Confused and angry with himself and Madelene, Frederick crossed the room slowly.

What an awful mess! Married to Tessibel and engaged to marry Madelene! His mother sick and head over heels in debt to the Waldstrickers! The situation was becoming more complicated by the hour. He sat down by the open window to think. The simple thing, and what he really wanted to do, was to announce his marriage and let himself and the others take the consequences. He didn't intend to give up Tess, and for a few minutes his memory was alive with all the suffering of his brave young wife during the past two years. What she had done for his sister Teola made him shudder with grief. There was no other woman in the world like Tess, and the sweetness of his intimate experiences since his marriage touched him to tears.

"I won't give her up," he groaned aloud, "whatever happens, I'll stand by Tess. She's worth all the rest--I love her better than life itself. In the morning I'll tell mother and Madelene the truth."
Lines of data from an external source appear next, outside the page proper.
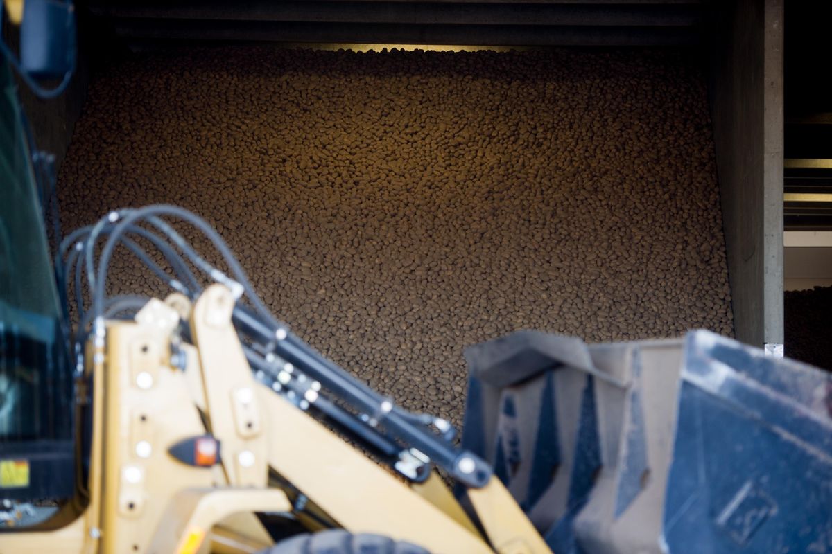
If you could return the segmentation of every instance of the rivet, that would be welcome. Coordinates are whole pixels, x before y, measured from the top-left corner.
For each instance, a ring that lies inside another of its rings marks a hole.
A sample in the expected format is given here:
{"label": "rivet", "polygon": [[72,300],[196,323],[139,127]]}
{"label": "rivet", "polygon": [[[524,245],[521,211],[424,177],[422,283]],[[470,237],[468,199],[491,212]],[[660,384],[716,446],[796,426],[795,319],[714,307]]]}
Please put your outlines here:
{"label": "rivet", "polygon": [[139,458],[150,458],[153,447],[146,440],[140,440],[136,444],[136,455]]}
{"label": "rivet", "polygon": [[473,470],[477,468],[477,464],[472,458],[466,456],[457,463],[457,468],[463,473],[473,473]]}
{"label": "rivet", "polygon": [[150,389],[153,386],[153,375],[146,371],[142,371],[139,375],[136,375],[136,385],[140,389]]}

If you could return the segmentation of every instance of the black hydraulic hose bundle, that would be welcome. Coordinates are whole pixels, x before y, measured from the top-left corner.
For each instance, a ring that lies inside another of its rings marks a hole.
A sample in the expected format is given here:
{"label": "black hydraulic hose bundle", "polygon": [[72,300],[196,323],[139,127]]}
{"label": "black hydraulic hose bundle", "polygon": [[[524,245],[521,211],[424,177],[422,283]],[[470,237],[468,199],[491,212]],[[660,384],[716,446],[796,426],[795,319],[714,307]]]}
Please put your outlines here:
{"label": "black hydraulic hose bundle", "polygon": [[[183,220],[207,237],[222,257],[230,277],[206,261],[163,217]],[[156,248],[172,275],[126,235],[141,238]],[[97,262],[97,243],[104,237],[106,240]],[[433,463],[467,487],[483,487],[490,479],[492,469],[488,463],[453,444],[454,429],[447,421],[429,414],[411,414],[396,406],[392,400],[290,333],[257,296],[216,231],[201,218],[176,206],[160,204],[111,212],[95,225],[78,229],[62,242],[55,265],[62,287],[68,286],[67,278],[72,275],[79,318],[72,340],[79,369],[83,367],[83,343],[89,333],[92,333],[92,340],[104,341],[105,317],[135,313],[147,300],[133,295],[106,297],[109,264],[119,244],[126,247],[171,289],[191,300],[203,289],[189,262],[205,274],[206,281],[226,286],[237,301],[232,322],[258,380],[300,409],[325,419],[402,474],[422,480],[429,474]],[[84,277],[92,298],[88,311],[83,301]],[[243,297],[251,307],[240,302]],[[187,330],[183,334],[187,336]]]}

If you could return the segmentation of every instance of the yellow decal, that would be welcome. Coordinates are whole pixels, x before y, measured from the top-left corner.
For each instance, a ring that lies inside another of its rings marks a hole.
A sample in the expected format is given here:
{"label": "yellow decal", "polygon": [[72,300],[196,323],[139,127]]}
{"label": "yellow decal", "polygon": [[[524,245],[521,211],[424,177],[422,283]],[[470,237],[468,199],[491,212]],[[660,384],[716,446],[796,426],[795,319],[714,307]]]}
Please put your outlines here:
{"label": "yellow decal", "polygon": [[182,542],[182,546],[179,547],[179,554],[196,554],[205,536],[206,532],[199,527],[191,527],[191,531],[188,532],[188,536]]}
{"label": "yellow decal", "polygon": [[22,488],[28,486],[28,460],[0,460],[0,488]]}

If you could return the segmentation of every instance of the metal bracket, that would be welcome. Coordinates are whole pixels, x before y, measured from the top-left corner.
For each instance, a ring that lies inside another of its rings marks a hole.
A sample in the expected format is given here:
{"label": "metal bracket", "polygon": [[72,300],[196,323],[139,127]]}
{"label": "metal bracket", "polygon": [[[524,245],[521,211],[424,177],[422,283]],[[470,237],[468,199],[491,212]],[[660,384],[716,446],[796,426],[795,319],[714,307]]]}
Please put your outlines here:
{"label": "metal bracket", "polygon": [[265,487],[266,440],[256,382],[231,323],[235,298],[211,285],[194,304],[191,330],[199,349],[210,430],[223,445],[222,464],[235,486]]}

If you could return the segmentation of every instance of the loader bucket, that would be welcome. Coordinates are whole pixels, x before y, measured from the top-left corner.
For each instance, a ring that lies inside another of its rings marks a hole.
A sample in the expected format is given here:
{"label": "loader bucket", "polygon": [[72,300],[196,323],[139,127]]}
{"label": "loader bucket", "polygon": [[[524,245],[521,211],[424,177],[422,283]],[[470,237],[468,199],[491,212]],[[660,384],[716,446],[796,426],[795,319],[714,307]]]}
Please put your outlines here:
{"label": "loader bucket", "polygon": [[[463,444],[557,554],[830,547],[811,542],[832,528],[826,374],[707,331],[592,346],[521,331],[465,355]],[[786,494],[801,489],[809,502]]]}

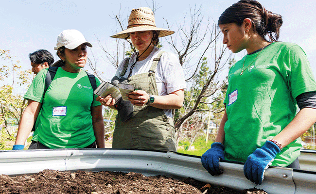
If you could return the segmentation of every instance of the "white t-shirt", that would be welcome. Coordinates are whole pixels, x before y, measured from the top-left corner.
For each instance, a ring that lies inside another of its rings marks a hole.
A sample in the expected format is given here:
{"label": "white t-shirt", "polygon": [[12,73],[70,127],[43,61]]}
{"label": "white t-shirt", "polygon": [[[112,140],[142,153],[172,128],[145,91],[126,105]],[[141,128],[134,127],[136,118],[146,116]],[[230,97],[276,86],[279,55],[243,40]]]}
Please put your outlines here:
{"label": "white t-shirt", "polygon": [[[160,51],[160,49],[155,47],[145,59],[136,62],[132,70],[131,76],[148,72],[154,59]],[[126,59],[127,58],[124,59],[119,65],[115,74],[118,77],[120,77]],[[127,79],[131,66],[136,60],[136,54],[134,53],[128,63],[126,72],[123,76],[124,78]],[[162,54],[156,67],[155,75],[159,96],[166,96],[172,92],[186,88],[182,67],[179,63],[179,60],[172,53],[165,52]],[[167,117],[172,117],[172,110],[164,110],[164,112]]]}

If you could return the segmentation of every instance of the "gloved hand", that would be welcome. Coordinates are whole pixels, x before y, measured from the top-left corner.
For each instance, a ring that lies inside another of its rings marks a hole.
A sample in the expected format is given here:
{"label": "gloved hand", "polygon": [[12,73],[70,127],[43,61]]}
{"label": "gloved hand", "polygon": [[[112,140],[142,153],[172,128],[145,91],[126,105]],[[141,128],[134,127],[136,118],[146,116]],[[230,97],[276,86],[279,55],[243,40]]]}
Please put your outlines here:
{"label": "gloved hand", "polygon": [[225,149],[223,144],[214,142],[211,145],[211,149],[209,149],[201,157],[202,165],[212,176],[220,175],[223,173],[219,162],[220,159],[224,159]]}
{"label": "gloved hand", "polygon": [[244,174],[246,178],[257,184],[261,184],[263,180],[263,173],[280,152],[278,146],[270,141],[265,142],[261,148],[256,149],[248,157],[244,166]]}
{"label": "gloved hand", "polygon": [[12,147],[12,150],[18,150],[18,149],[23,149],[24,148],[24,145],[14,145],[13,147]]}

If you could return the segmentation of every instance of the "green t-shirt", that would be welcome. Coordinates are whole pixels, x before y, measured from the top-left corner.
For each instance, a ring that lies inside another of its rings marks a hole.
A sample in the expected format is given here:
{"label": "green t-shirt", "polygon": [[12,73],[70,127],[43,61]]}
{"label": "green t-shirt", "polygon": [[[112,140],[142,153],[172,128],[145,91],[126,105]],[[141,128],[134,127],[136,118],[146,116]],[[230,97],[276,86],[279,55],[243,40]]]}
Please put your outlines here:
{"label": "green t-shirt", "polygon": [[[245,162],[257,148],[280,133],[297,112],[295,98],[316,91],[316,83],[303,50],[292,43],[276,42],[247,55],[233,65],[224,103],[225,159]],[[286,166],[299,155],[300,138],[284,147],[272,165]]]}
{"label": "green t-shirt", "polygon": [[[51,148],[83,148],[95,141],[92,127],[91,106],[93,91],[87,73],[82,70],[72,73],[58,68],[48,87],[44,100],[45,77],[43,69],[35,77],[24,96],[42,104],[35,124],[33,140]],[[97,86],[100,81],[96,78]],[[36,135],[37,139],[36,139]]]}

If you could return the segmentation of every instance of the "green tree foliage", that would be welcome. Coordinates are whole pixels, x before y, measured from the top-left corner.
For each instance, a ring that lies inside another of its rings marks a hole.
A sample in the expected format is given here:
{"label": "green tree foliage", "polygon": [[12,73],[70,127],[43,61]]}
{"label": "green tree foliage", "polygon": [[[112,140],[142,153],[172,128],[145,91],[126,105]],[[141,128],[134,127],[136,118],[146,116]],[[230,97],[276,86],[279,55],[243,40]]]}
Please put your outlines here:
{"label": "green tree foliage", "polygon": [[18,125],[26,103],[20,95],[14,94],[14,87],[29,86],[32,82],[30,70],[22,71],[18,64],[10,55],[9,50],[0,49],[0,81],[8,82],[12,79],[12,83],[0,87],[0,123],[1,129],[8,126]]}

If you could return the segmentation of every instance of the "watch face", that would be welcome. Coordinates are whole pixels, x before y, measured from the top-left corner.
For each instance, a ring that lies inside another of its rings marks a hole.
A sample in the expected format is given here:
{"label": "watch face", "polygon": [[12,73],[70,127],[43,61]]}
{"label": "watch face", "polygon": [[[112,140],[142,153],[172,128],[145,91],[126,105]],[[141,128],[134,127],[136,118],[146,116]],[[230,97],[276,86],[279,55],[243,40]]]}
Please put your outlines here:
{"label": "watch face", "polygon": [[149,101],[150,102],[154,102],[154,101],[155,101],[155,97],[150,97],[149,98]]}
But no sooner had he reached this conclusion, than the many embarrassing consequences his confession entailed presented themselves. He could hear his mother's querulous complaints. She hated Tess, blaming the little squatter girl for the trouble which had made her an invalid and taken her husband from her. Would he be compelled to choose between his affection for his mother and his love for Tess? No, surely not that!

Yet there was Madelene! How could he face her, after all that had happened. He bitterly regretted his weakness in permitting the girl to avow her love for him, in engaging himself to her.

And worst of all, that harrowing debt! He groaned at the thought of it.

Madelene had told him, "Your mother won't have to worry any more, dear. We can send her away for a nice, long rest, and when Professor Young's lease is up, we'll fix the lake place for a summer home."

"If I could marry Madelene," he thought, "the debts--"

He got up, lighted a cigarette, his fingers shaking so he almost dropped the match. He couldn't marry Madelene!

Yet to acknowledge his relation to the squatter girl meant a certain and final break with the Waldstrickers, the financial ruin of himself and his mother.

Even at that cost, he must do it. Tessibel was his wife, his dear little wife. He had promised to make a home for her. But how? Could they get along at all, and what would he do with her impossible father? As his mother had said, he had no ability to earn anything. Bitter tears of discouragement filled his eyes.